Confidence-Controlled Exploration: Efficient Sparse-Reward Policy Learning for Robot Navigation
Bhrij Patel, Kasun Weerakoon, Wesley A. Suttle, Alec Koppel, Brian M. Sadler, Tianyi Zhou, Amrit Singh Bedi, Dinesh Manocha
TL;DR
This work tackles sparse-reward robotic navigation by introducing Confidence-Controlled Exploration (CCE), a method that adapts trajectory length based on policy entropy to balance exploration and exploitation without modifying the reward function. By using $H(\pi_{\theta})$ as a proxy for mixing time, CCE computes a trajectory length $K_c$ with the mapping $K_c = \text{round}(\alpha - \frac{H_c}{H_0}(\alpha - K_0))$, and applies this during training across on-policy and off-policy RL methods.
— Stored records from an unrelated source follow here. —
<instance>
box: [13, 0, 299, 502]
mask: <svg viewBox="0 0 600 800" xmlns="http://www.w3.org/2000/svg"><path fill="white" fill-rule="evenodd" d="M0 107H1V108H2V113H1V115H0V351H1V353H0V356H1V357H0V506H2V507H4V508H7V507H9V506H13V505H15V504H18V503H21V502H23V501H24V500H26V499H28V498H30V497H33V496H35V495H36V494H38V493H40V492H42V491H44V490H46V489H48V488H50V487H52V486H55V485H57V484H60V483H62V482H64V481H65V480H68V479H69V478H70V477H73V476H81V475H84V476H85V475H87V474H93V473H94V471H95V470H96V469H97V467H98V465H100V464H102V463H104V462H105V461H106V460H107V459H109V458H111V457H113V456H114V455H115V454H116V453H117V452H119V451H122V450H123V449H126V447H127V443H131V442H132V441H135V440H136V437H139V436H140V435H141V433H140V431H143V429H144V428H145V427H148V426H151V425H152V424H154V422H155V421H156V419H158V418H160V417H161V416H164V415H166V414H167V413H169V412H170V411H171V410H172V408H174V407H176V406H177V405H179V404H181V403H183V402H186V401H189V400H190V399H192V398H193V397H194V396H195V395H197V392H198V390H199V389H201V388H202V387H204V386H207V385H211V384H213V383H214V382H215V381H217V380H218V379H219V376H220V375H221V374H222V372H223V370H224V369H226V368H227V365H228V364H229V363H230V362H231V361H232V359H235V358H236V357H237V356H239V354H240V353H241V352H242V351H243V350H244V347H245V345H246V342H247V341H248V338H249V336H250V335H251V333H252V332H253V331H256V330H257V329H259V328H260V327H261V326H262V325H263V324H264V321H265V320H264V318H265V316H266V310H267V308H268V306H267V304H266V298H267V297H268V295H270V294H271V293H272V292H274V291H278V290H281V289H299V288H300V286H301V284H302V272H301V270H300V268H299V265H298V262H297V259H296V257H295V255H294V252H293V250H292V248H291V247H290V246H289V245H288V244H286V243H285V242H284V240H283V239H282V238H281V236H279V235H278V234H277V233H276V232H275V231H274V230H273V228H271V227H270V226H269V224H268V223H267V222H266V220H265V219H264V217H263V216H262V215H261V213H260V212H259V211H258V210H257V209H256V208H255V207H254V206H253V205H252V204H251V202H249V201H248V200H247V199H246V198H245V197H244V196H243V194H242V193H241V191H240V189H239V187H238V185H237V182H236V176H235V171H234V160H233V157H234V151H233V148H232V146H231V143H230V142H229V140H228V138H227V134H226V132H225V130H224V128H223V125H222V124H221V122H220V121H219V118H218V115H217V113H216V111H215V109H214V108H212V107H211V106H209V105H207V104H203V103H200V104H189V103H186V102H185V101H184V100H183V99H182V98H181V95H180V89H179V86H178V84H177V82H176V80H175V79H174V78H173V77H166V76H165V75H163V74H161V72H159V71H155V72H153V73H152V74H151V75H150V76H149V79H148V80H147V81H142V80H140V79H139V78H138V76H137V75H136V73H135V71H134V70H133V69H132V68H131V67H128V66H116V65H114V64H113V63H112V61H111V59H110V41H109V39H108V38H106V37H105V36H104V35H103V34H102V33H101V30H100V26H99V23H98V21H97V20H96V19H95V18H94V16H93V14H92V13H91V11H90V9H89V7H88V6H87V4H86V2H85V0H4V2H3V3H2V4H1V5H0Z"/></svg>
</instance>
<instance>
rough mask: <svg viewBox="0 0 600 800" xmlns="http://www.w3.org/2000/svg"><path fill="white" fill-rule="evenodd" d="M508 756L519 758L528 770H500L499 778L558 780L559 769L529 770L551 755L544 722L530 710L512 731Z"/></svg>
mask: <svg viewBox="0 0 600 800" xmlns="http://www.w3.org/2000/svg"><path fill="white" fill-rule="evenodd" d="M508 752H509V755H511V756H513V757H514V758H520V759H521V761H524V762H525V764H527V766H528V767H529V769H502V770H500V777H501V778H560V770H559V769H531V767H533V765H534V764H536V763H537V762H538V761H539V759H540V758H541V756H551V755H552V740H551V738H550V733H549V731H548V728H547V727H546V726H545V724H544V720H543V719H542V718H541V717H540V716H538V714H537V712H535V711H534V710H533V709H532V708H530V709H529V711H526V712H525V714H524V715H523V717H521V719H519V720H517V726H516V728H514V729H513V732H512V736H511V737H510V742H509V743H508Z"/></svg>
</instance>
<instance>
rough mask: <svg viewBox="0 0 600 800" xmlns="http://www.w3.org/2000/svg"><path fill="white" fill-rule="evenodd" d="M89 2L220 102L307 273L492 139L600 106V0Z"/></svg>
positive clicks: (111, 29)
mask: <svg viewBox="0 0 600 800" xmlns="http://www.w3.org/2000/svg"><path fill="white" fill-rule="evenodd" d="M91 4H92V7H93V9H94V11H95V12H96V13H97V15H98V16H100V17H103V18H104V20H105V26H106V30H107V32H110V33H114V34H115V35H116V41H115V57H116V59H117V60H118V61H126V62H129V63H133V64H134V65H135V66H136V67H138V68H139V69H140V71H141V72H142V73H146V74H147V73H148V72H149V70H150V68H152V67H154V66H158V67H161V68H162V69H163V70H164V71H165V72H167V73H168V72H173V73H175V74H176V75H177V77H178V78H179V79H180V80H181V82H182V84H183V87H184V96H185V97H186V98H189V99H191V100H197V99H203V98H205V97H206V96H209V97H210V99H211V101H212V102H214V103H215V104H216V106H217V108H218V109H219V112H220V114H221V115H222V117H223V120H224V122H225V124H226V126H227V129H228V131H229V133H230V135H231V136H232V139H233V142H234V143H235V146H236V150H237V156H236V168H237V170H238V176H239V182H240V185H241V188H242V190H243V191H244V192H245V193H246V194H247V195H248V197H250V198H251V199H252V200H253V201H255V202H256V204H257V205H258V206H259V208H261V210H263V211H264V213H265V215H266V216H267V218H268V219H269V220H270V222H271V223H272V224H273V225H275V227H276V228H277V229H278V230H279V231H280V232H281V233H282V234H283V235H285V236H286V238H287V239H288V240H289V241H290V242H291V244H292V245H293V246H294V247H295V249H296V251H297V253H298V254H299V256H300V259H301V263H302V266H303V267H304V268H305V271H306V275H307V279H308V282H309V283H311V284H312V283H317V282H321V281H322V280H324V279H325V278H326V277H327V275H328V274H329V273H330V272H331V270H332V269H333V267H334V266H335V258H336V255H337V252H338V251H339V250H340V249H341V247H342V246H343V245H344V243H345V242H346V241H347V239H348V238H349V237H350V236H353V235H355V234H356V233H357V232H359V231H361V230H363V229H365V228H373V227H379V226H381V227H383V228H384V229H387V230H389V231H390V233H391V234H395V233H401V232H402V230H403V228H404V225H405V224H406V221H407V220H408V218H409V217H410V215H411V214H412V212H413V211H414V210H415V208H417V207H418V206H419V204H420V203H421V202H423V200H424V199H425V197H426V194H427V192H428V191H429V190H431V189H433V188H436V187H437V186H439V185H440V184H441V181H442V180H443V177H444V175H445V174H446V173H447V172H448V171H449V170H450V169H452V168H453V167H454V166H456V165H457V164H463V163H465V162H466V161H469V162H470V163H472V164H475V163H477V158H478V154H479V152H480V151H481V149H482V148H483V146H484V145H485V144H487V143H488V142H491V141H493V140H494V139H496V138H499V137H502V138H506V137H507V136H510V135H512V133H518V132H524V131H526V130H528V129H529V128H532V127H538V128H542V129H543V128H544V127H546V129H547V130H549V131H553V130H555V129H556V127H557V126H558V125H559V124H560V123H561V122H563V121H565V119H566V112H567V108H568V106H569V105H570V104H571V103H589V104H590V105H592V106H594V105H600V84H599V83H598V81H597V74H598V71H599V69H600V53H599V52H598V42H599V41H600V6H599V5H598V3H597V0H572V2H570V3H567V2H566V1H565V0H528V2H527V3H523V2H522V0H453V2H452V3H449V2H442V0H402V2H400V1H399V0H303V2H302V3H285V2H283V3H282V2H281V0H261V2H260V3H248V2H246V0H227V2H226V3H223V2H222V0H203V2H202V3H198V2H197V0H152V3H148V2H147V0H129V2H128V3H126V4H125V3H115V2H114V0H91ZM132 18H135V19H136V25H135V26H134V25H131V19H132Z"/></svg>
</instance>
The approach yields substantial gains in sample efficiency and navigation quality, achieving about 18% higher success rates, 20–38% shorter paths, and 9.32% lower elevation costs under a fixed training budget in both simulated outdoor environments and real-world Husky experiments. Notably, CCE transfers to real hardware with minimal performance degradation, though limitations arise in bottleneck-rich environments where the entropy–mixing-time relation weakens. The results suggest that uncertainty-guided trajectory-length adjustment is a practical, general blueprint for improving sparse-reward RL in robotics without reward shaping.
Abstract
Reinforcement learning (RL) is a promising approach for robotic navigation, allowing robots to learn through trial and error. However, real-world robotic tasks often suffer from sparse rewards, leading to inefficient exploration and suboptimal policies due to sample inefficiency of RL. In this work, we introduce Confidence-Controlled Exploration (CCE), a novel method that improves sample efficiency in RL-based robotic navigation without modifying the reward function. Unlike existing approaches, such as entropy regularization and reward shaping, which can introduce instability by altering rewards, CCE dynamically adjusts trajectory length based on policy entropy. Specifically, it shortens trajectories when uncertainty is high to enhance exploration and extends them when confidence is high to prioritize exploitation. CCE is a principled and practical solution inspired by a theoretical connection between policy entropy and gradient estimation. It integrates seamlessly with on-policy and off-policy RL methods and requires minimal modifications. We validate CCE across REINFORCE, PPO, and SAC in both simulated and real-world navigation tasks. CCE outperforms fixed-trajectory and entropy-regularized baselines, achieving an 18\% higher success rate, 20-38\% shorter paths, and 9.32\% lower elevation costs under a fixed training sample budget. Finally, we deploy CCE on a Clearpath Husky robot, demonstrating its effectiveness in complex outdoor environments.